20 Years of Martin Luther King Jr. Day in N.H.: The History & What It Means Today | New Hampshire Public Radio

20 Years of Martin Luther King Jr. Day in N.H.: The History & What It Means Today

Jan 16, 2020

Credit Minnesota Historical Society

We examine the history of Martin Luther King Jr. Day in New Hampshire.  Twenty years ago, The Granite State was the last in the nation to attach King's name to its holiday, previously called Civil Rights Day.  We'll discuss that period with some of the people responsible for the change. And we'll explore what the holiday means now for older -- and younger -- generations.  

Air date: Jan. 16, 2020.   


  • Clifton Below - Former state representative and state senator over the course of twelve years, from 1992 to 2004. He was among the lawmakers who argued in favor of naming the 3rd Monday in January in honor of Martin Luther King Jt.  He is currently  assistant mayor of  the City of Lebanon. Below also served as a N.H. Public Utilities Commissioner for six years, ending in 2012. 
  • Sudi Lett - Youth and Education Coordinator for the Granite State Organizing Project, which works on social justice issues, including housing and education policy. He is also head coach of  Varsity Basketball at Manchester Central High School. He was a teenager when his father, Woullard Lett, who was head of the NAACP in New Hampshire at the time, worked to establish Martin Luther King Junior Day.
  • Jackie K. Weatherspoon - Former state representative who served three terms, she twice co-sponsored bills to establish Martin Luther King Jr. Day in New Hampshire, an effort that succeeded in 1999.  Weatherspoon has served with the United Nations as an electoral expert. She serves on the Federal U.S. Civil Rights Commmission on the State Advisory Committtee, is co-chair of the New Hampshire Democratic Party's African American Caucus, and a middle school teacher in the Harlem Children's Zone program. 

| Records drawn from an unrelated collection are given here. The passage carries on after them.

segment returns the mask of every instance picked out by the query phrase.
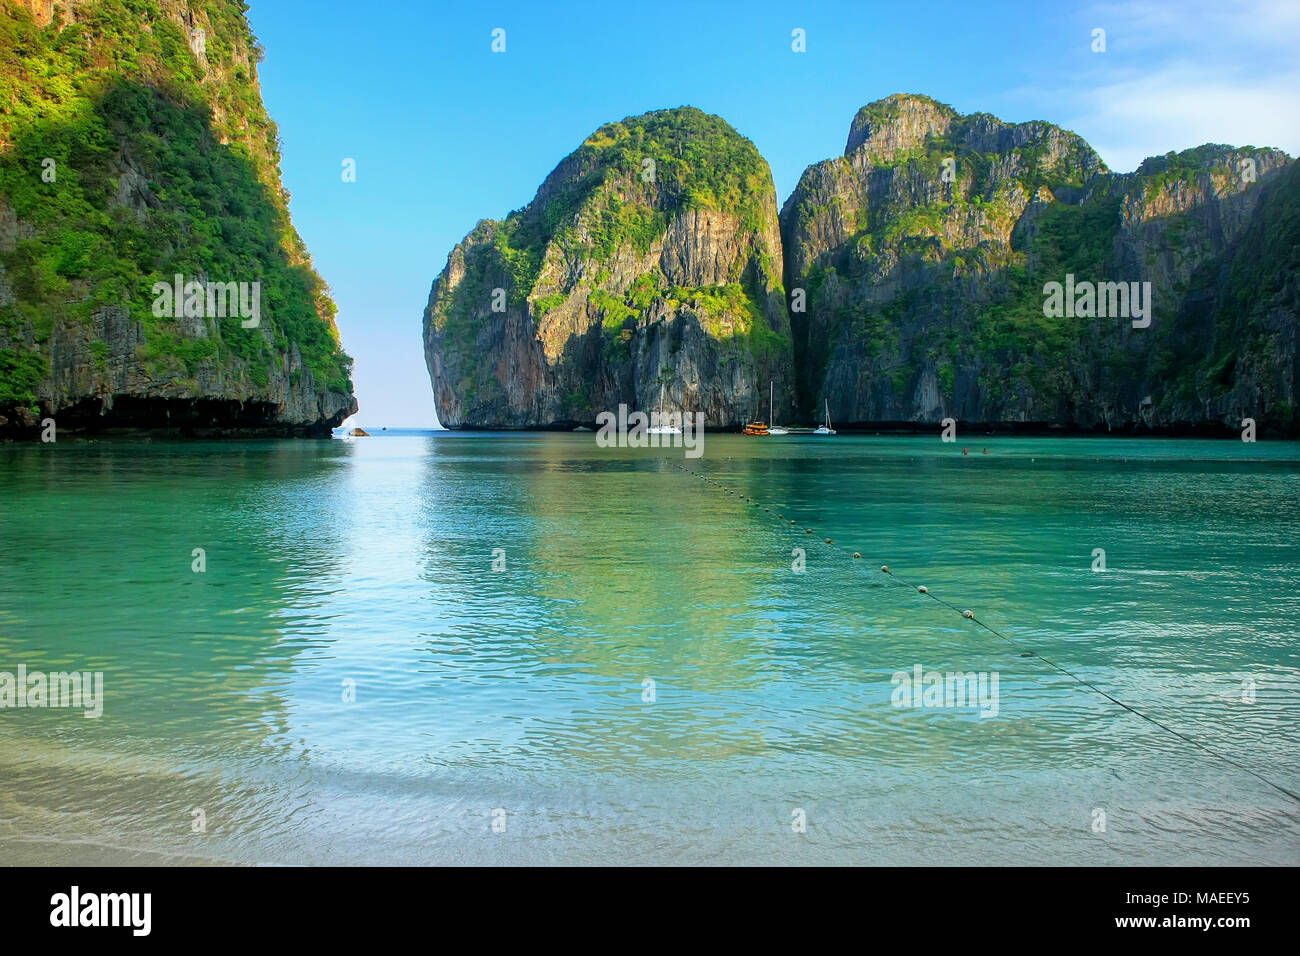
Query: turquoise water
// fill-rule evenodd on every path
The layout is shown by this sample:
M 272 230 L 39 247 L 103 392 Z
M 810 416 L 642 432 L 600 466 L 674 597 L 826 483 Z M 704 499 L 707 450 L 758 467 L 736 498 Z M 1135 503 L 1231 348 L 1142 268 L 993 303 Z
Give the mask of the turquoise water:
M 0 446 L 0 671 L 104 675 L 0 709 L 0 863 L 1300 862 L 1041 660 L 1300 791 L 1300 446 L 965 444 Z

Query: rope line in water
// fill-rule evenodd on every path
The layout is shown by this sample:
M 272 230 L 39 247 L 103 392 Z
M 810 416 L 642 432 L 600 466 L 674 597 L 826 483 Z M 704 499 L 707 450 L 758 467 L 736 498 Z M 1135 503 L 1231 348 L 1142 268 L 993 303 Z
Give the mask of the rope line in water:
M 693 478 L 699 478 L 700 480 L 705 481 L 705 482 L 707 482 L 708 484 L 713 485 L 715 488 L 718 488 L 720 491 L 724 492 L 725 494 L 728 494 L 728 495 L 731 495 L 731 496 L 733 496 L 733 497 L 739 498 L 739 499 L 741 499 L 742 501 L 748 501 L 748 502 L 750 502 L 751 504 L 753 504 L 754 507 L 756 507 L 756 508 L 763 508 L 763 511 L 764 511 L 766 514 L 775 515 L 776 518 L 777 518 L 777 519 L 782 523 L 782 525 L 784 525 L 784 526 L 786 526 L 786 527 L 788 528 L 788 525 L 786 524 L 787 519 L 786 519 L 786 516 L 785 516 L 783 513 L 781 513 L 781 512 L 777 512 L 777 511 L 773 511 L 771 508 L 764 507 L 762 504 L 760 504 L 757 500 L 755 500 L 754 498 L 750 497 L 749 495 L 745 495 L 745 494 L 741 494 L 740 492 L 733 491 L 732 489 L 730 489 L 730 488 L 728 488 L 726 485 L 724 485 L 722 482 L 718 481 L 716 478 L 710 478 L 708 475 L 704 475 L 704 474 L 701 474 L 701 473 L 698 472 L 698 471 L 695 471 L 694 469 L 687 468 L 685 465 L 677 465 L 677 464 L 674 464 L 674 463 L 672 463 L 672 462 L 668 462 L 668 465 L 669 465 L 670 467 L 672 467 L 672 468 L 676 468 L 678 471 L 681 471 L 681 472 L 684 472 L 684 473 L 690 475 L 690 476 L 693 477 Z M 798 523 L 797 523 L 793 518 L 789 519 L 789 524 L 790 524 L 790 525 L 795 525 L 796 527 L 797 527 L 797 525 L 798 525 Z M 809 534 L 809 535 L 811 535 L 811 534 L 813 534 L 813 529 L 812 529 L 812 528 L 806 528 L 806 529 L 804 530 L 804 533 L 805 533 L 805 534 Z M 825 539 L 823 539 L 823 543 L 824 543 L 828 548 L 831 548 L 832 550 L 838 551 L 838 552 L 840 552 L 840 553 L 842 553 L 842 554 L 851 554 L 851 556 L 852 556 L 854 559 L 859 559 L 859 558 L 862 557 L 862 555 L 861 555 L 860 552 L 857 552 L 857 551 L 849 552 L 846 548 L 843 548 L 843 547 L 840 547 L 839 545 L 836 545 L 836 544 L 834 543 L 833 539 L 831 539 L 831 538 L 825 538 Z M 938 595 L 935 595 L 935 594 L 930 593 L 930 589 L 929 589 L 928 587 L 925 587 L 924 585 L 921 585 L 921 586 L 917 587 L 917 586 L 913 586 L 913 585 L 911 585 L 911 584 L 908 584 L 906 581 L 904 581 L 902 578 L 900 578 L 898 575 L 896 575 L 892 570 L 890 570 L 890 567 L 889 567 L 889 565 L 887 565 L 887 564 L 882 564 L 882 565 L 880 566 L 880 570 L 881 570 L 881 573 L 885 574 L 886 576 L 888 576 L 888 577 L 890 577 L 890 578 L 893 578 L 895 581 L 897 581 L 897 582 L 898 582 L 900 585 L 902 585 L 903 587 L 911 588 L 911 589 L 914 590 L 914 591 L 917 591 L 917 592 L 919 592 L 919 593 L 921 593 L 921 594 L 924 594 L 926 597 L 930 598 L 931 600 L 937 601 L 939 604 L 942 604 L 944 607 L 946 607 L 946 608 L 948 608 L 948 609 L 950 609 L 950 610 L 952 610 L 952 611 L 955 611 L 956 613 L 960 614 L 964 619 L 966 619 L 966 620 L 968 620 L 968 621 L 974 621 L 975 624 L 977 624 L 977 625 L 979 625 L 980 627 L 984 628 L 984 630 L 988 631 L 990 634 L 994 635 L 995 637 L 998 637 L 998 638 L 1002 639 L 1003 641 L 1006 641 L 1006 642 L 1007 642 L 1008 644 L 1010 644 L 1012 647 L 1014 647 L 1014 648 L 1016 648 L 1017 650 L 1019 650 L 1019 651 L 1021 652 L 1021 654 L 1020 654 L 1021 657 L 1035 657 L 1035 658 L 1037 658 L 1038 660 L 1042 661 L 1044 664 L 1047 664 L 1049 667 L 1055 668 L 1057 671 L 1061 672 L 1061 673 L 1064 674 L 1065 676 L 1071 678 L 1072 680 L 1077 681 L 1078 683 L 1082 684 L 1084 687 L 1087 687 L 1089 690 L 1091 690 L 1091 691 L 1093 691 L 1093 692 L 1095 692 L 1095 693 L 1097 693 L 1097 694 L 1100 694 L 1102 697 L 1106 698 L 1106 700 L 1110 701 L 1112 704 L 1115 704 L 1115 705 L 1118 706 L 1118 707 L 1122 707 L 1124 710 L 1128 711 L 1129 713 L 1131 713 L 1131 714 L 1135 714 L 1135 715 L 1137 715 L 1138 717 L 1141 717 L 1143 720 L 1147 721 L 1148 723 L 1151 723 L 1151 724 L 1155 725 L 1156 727 L 1159 727 L 1159 728 L 1160 728 L 1161 730 L 1163 730 L 1165 733 L 1170 734 L 1170 735 L 1172 735 L 1172 736 L 1174 736 L 1174 737 L 1177 737 L 1179 740 L 1183 741 L 1184 743 L 1190 744 L 1191 746 L 1197 748 L 1198 750 L 1200 750 L 1200 751 L 1202 751 L 1202 752 L 1204 752 L 1204 753 L 1209 754 L 1211 757 L 1215 757 L 1215 758 L 1217 758 L 1217 759 L 1219 759 L 1219 760 L 1222 760 L 1224 763 L 1228 764 L 1228 765 L 1231 766 L 1231 767 L 1235 767 L 1235 768 L 1237 768 L 1238 770 L 1242 771 L 1243 773 L 1248 773 L 1248 774 L 1250 774 L 1250 775 L 1251 775 L 1252 777 L 1254 777 L 1255 779 L 1260 780 L 1260 781 L 1266 783 L 1268 786 L 1272 787 L 1274 790 L 1278 791 L 1279 793 L 1285 794 L 1286 796 L 1290 797 L 1290 798 L 1291 798 L 1292 800 L 1294 800 L 1296 803 L 1300 803 L 1300 794 L 1296 794 L 1296 793 L 1294 793 L 1293 791 L 1288 790 L 1286 787 L 1282 786 L 1282 785 L 1279 784 L 1279 783 L 1274 783 L 1272 780 L 1270 780 L 1268 777 L 1264 776 L 1264 775 L 1263 775 L 1262 773 L 1260 773 L 1259 771 L 1257 771 L 1257 770 L 1252 770 L 1250 767 L 1247 767 L 1247 766 L 1245 766 L 1244 764 L 1240 764 L 1240 763 L 1238 763 L 1237 761 L 1233 760 L 1231 757 L 1225 756 L 1224 754 L 1219 753 L 1217 750 L 1214 750 L 1214 749 L 1211 748 L 1211 747 L 1207 747 L 1205 744 L 1201 743 L 1200 741 L 1195 740 L 1194 738 L 1187 736 L 1187 735 L 1184 734 L 1182 731 L 1175 730 L 1173 727 L 1170 727 L 1170 726 L 1168 726 L 1168 725 L 1166 725 L 1166 724 L 1161 723 L 1159 720 L 1156 720 L 1156 718 L 1151 717 L 1151 716 L 1148 716 L 1147 714 L 1144 714 L 1142 711 L 1138 710 L 1136 707 L 1133 707 L 1133 706 L 1130 705 L 1130 704 L 1126 704 L 1126 703 L 1124 703 L 1124 701 L 1122 701 L 1122 700 L 1120 700 L 1119 698 L 1115 697 L 1114 695 L 1109 694 L 1109 693 L 1107 693 L 1106 691 L 1102 690 L 1100 687 L 1098 687 L 1096 684 L 1093 684 L 1091 681 L 1085 680 L 1084 678 L 1078 676 L 1077 674 L 1075 674 L 1075 673 L 1073 673 L 1072 671 L 1068 670 L 1068 669 L 1065 668 L 1064 666 L 1062 666 L 1062 665 L 1056 663 L 1056 662 L 1053 661 L 1053 660 L 1049 660 L 1048 658 L 1044 657 L 1042 654 L 1039 654 L 1037 651 L 1029 651 L 1029 650 L 1025 650 L 1025 649 L 1024 649 L 1024 645 L 1018 643 L 1017 641 L 1015 641 L 1015 640 L 1013 640 L 1012 638 L 1008 637 L 1007 635 L 1003 634 L 1001 631 L 999 631 L 997 628 L 993 627 L 992 625 L 990 625 L 990 624 L 986 624 L 984 621 L 981 621 L 978 617 L 975 616 L 975 613 L 974 613 L 973 611 L 970 611 L 970 610 L 960 610 L 960 609 L 958 609 L 958 607 L 957 607 L 955 604 L 950 604 L 949 602 L 945 601 L 943 598 L 939 597 Z

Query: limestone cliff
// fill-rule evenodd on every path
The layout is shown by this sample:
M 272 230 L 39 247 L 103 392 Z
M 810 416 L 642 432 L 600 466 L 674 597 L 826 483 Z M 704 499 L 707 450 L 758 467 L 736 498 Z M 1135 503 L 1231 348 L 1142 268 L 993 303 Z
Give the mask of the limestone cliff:
M 1048 123 L 920 96 L 864 107 L 844 156 L 810 167 L 781 213 L 786 286 L 806 300 L 803 409 L 829 401 L 848 425 L 1294 431 L 1289 162 L 1209 145 L 1119 175 Z M 1045 315 L 1047 284 L 1075 280 L 1149 282 L 1150 324 Z
M 0 432 L 328 434 L 356 410 L 260 59 L 238 0 L 0 0 Z
M 573 426 L 626 403 L 709 427 L 789 420 L 776 195 L 749 140 L 681 108 L 593 133 L 536 197 L 485 220 L 433 283 L 424 347 L 443 424 Z

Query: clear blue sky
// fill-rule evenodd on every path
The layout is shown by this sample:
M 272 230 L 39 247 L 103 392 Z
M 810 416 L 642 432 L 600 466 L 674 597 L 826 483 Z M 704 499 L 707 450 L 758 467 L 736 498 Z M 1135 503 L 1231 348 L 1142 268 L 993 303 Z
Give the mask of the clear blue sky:
M 897 92 L 1059 123 L 1117 170 L 1208 141 L 1300 151 L 1295 0 L 250 5 L 294 223 L 338 302 L 366 425 L 434 422 L 420 320 L 447 253 L 624 116 L 717 113 L 767 158 L 778 204 L 843 151 L 859 107 Z

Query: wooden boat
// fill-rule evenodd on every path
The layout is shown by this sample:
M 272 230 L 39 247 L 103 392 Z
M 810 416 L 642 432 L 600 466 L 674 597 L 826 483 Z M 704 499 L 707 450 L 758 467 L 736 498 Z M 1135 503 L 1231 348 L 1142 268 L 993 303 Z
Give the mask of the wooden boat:
M 768 433 L 767 422 L 750 422 L 741 429 L 740 433 L 742 435 L 766 435 Z

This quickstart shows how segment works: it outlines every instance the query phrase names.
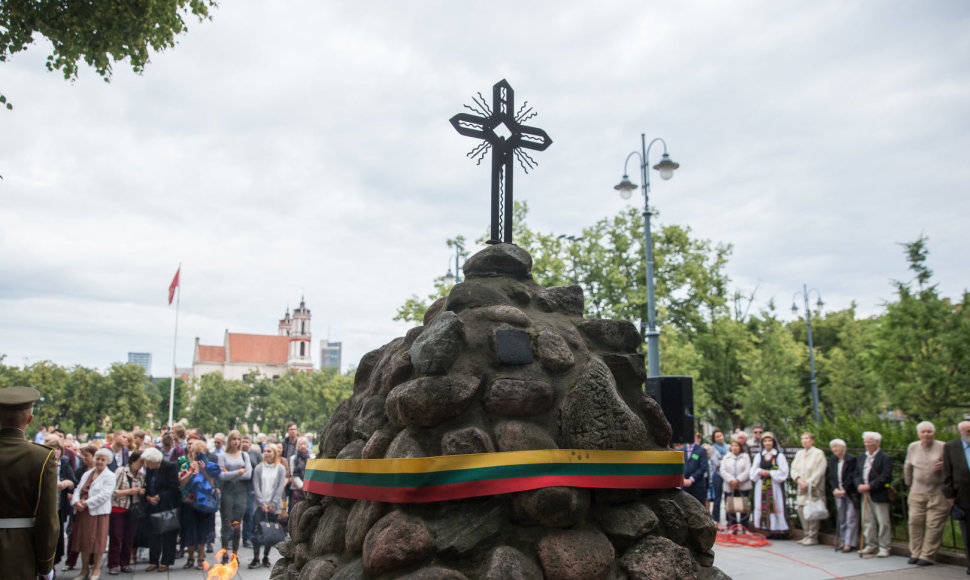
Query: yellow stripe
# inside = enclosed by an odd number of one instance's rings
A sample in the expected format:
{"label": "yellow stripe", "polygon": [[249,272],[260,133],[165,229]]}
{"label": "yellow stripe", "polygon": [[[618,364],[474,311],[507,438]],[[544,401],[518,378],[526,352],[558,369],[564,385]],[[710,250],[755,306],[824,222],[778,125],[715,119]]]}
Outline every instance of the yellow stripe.
{"label": "yellow stripe", "polygon": [[427,473],[533,463],[683,463],[680,451],[539,449],[400,459],[312,459],[308,469],[348,473]]}
{"label": "yellow stripe", "polygon": [[37,481],[37,505],[34,506],[34,517],[37,517],[37,510],[40,509],[40,492],[44,489],[44,468],[47,467],[47,462],[51,460],[51,455],[54,455],[54,450],[47,454],[47,459],[44,460],[44,464],[40,466],[40,480]]}

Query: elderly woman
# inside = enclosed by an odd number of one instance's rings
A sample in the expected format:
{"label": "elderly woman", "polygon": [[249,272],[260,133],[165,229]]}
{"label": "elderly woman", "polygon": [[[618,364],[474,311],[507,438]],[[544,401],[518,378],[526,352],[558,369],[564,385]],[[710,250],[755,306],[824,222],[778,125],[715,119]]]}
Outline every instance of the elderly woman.
{"label": "elderly woman", "polygon": [[131,547],[141,519],[137,508],[145,495],[145,477],[141,474],[142,452],[135,451],[128,465],[115,473],[115,491],[111,497],[111,525],[108,534],[108,574],[134,572],[131,567]]}
{"label": "elderly woman", "polygon": [[[166,435],[168,437],[168,435]],[[183,496],[189,492],[189,484],[196,474],[207,476],[206,462],[208,460],[205,441],[195,439],[189,446],[189,451],[179,460],[179,485]],[[182,568],[196,566],[205,569],[205,542],[209,537],[209,530],[215,525],[216,514],[195,509],[191,502],[182,504],[182,541],[189,553],[188,560]],[[196,562],[198,554],[198,562]]]}
{"label": "elderly woman", "polygon": [[833,439],[829,442],[832,456],[829,457],[829,486],[835,496],[837,552],[854,552],[859,547],[859,495],[855,480],[856,458],[846,453],[845,441]]}
{"label": "elderly woman", "polygon": [[[751,457],[744,452],[740,441],[731,441],[727,453],[721,457],[719,468],[725,497],[748,498],[751,496]],[[731,505],[730,501],[725,502],[726,506]],[[729,526],[748,524],[749,514],[745,512],[733,511],[725,507],[727,523]],[[740,515],[740,518],[738,517]],[[738,531],[738,530],[736,530]]]}
{"label": "elderly woman", "polygon": [[798,510],[798,521],[802,524],[805,537],[798,540],[804,546],[814,546],[818,543],[818,529],[822,520],[811,520],[805,517],[805,504],[813,499],[825,499],[825,453],[815,446],[815,435],[802,433],[802,448],[795,454],[791,462],[791,478],[798,485],[795,496]]}
{"label": "elderly woman", "polygon": [[[276,446],[267,445],[263,451],[263,462],[253,471],[253,491],[256,493],[256,515],[253,518],[253,561],[250,568],[259,566],[259,524],[271,522],[283,509],[283,490],[286,487],[286,468],[279,461]],[[263,552],[263,566],[269,568],[269,551],[272,546],[265,546]]]}
{"label": "elderly woman", "polygon": [[[92,446],[92,445],[86,445],[86,446],[82,447],[78,451],[78,455],[81,458],[81,464],[78,466],[77,469],[74,470],[74,480],[75,481],[80,481],[81,480],[81,476],[83,476],[86,471],[94,468],[94,453],[96,451],[97,451],[97,448],[94,447],[94,446]],[[78,489],[78,487],[75,484],[75,486],[74,486],[74,493],[77,493],[77,489]],[[71,502],[70,502],[70,499],[69,499],[68,500],[68,504],[70,504],[70,503]],[[73,507],[71,508],[71,511],[73,512]],[[67,572],[69,570],[73,570],[74,567],[77,566],[77,558],[78,558],[78,555],[79,554],[78,554],[78,552],[76,550],[74,550],[74,549],[71,548],[71,546],[74,545],[74,537],[77,535],[77,525],[76,524],[77,524],[77,516],[76,515],[71,515],[71,523],[70,523],[70,526],[69,526],[69,531],[67,533],[67,546],[68,546],[67,547],[67,562],[64,564],[64,567],[61,568],[61,571],[63,571],[63,572]]]}
{"label": "elderly woman", "polygon": [[761,451],[751,465],[754,484],[754,528],[775,537],[787,537],[790,530],[785,518],[785,480],[788,460],[777,447],[774,434],[761,435]]}
{"label": "elderly woman", "polygon": [[99,449],[94,454],[94,467],[81,476],[78,491],[71,498],[76,519],[70,550],[80,552],[81,577],[91,580],[101,577],[101,556],[108,545],[111,494],[115,489],[114,473],[108,469],[111,460],[110,449]]}
{"label": "elderly woman", "polygon": [[[296,453],[290,456],[290,509],[304,499],[303,477],[306,475],[306,462],[310,460],[310,441],[306,437],[296,440]],[[299,478],[299,479],[297,479]]]}
{"label": "elderly woman", "polygon": [[[178,468],[171,461],[162,459],[162,452],[154,447],[142,451],[145,462],[145,501],[148,514],[157,514],[179,507],[182,501],[179,492]],[[168,532],[151,532],[148,542],[148,567],[146,572],[158,570],[165,572],[175,563],[175,542],[178,529]]]}

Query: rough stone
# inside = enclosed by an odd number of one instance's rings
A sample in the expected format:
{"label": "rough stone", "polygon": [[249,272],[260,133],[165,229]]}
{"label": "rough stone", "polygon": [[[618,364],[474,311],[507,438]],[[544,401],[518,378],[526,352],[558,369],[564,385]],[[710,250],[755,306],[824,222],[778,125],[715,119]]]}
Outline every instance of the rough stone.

 Also joining us:  U.S. Sen. Jeanne Shaheen:  New Hampshire’s senior Senator, Shaheen previously served as Governor of New Hampshire from 1997 to 2003 and signed the bill establishing the state’s Martin Luther King Jr. holiday, ending New Hampshire’s status as the only state in the nation not to recognize Dr. King’s birthday as an official holiday.   

Related Materials:

From NHPR's archives: Recordings from the day N.H. Governor Jeanne Shaheen hosted a ceremony before signing the bill recognizing Martin Luther King Junior Day. Included are brief remarks from bill sponsors and featured speaker Martin Luther King III. 

Listen to  NPR host Michel Martin's 2008 "Wisdom Watch" interview with former state representative Harvey Keye, who grew up in Birmingham, Alabama, marched with Martin Luther King Jr., and worked to help pass the N.H. bill establishing the third Monday in January as Martin Luther King Jr. Day.  In the interview, Keye describes the day of that vote.